Matthew, thank you for such a quick response, it was indeed helpful, please see below:
check that the similarities in your vocab match what you expect:
Without performing an exhaustive check, those that I did check did not match. I went for really stark examples in the desired context and they failed completely.
have a look at the words’ vectors, to see that they have the correct values.
They do not. In as much as a straight comparison between the data in
vectors.txt and what I get from
nlp.vocab.get_vector for the same word can tell. This is standard GloVe output which was copied to a separate directory as
Is there anything I can do about this? If not, I would not like to fiddle around with the binary file too much. If all else fails, could I simply load the text version and import the vectors manually one-by-one to the dictionary?
check the size of the vocabulary with
Indeed, I have more words than vectors by a factor of ~62. This might become a problem later on but I would first fix the “data doesn’t load properly” issue and then try to improve performance, possibly by trimming down the existing dataset.

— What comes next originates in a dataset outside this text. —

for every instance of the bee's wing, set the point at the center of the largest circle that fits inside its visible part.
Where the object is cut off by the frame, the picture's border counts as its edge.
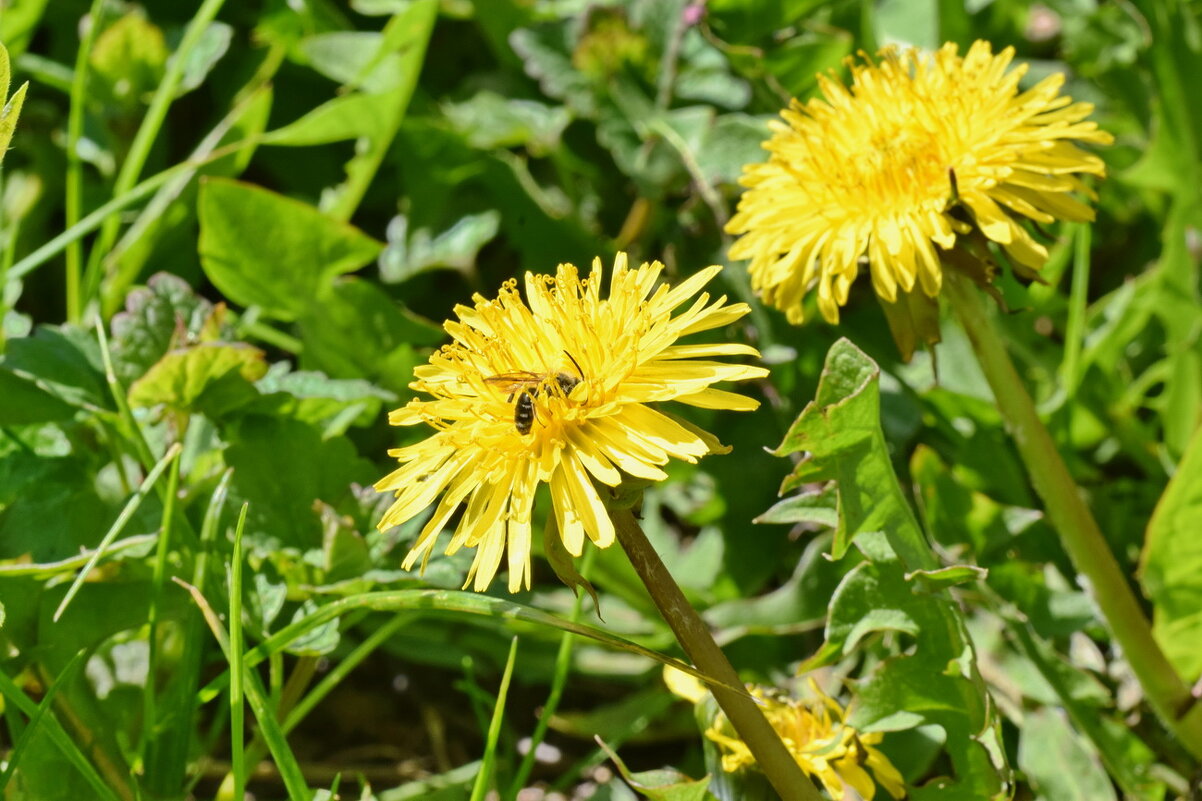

Regarding this, the documentation mentions that:
If your instance of Language already contains vectors, they will be overwritten.
Just to confirm, this doesn’t seem to be a complete overwrite (?). It is more like an “update”. If
from_glove returns words that are in the current vocabulary these are updated, new ones are created, everything else remains untouched (?). If that is the case, I would try to reduce the terms that are there from the dataset that I am trying to extend (
en_core_web_md). Any better alternatives?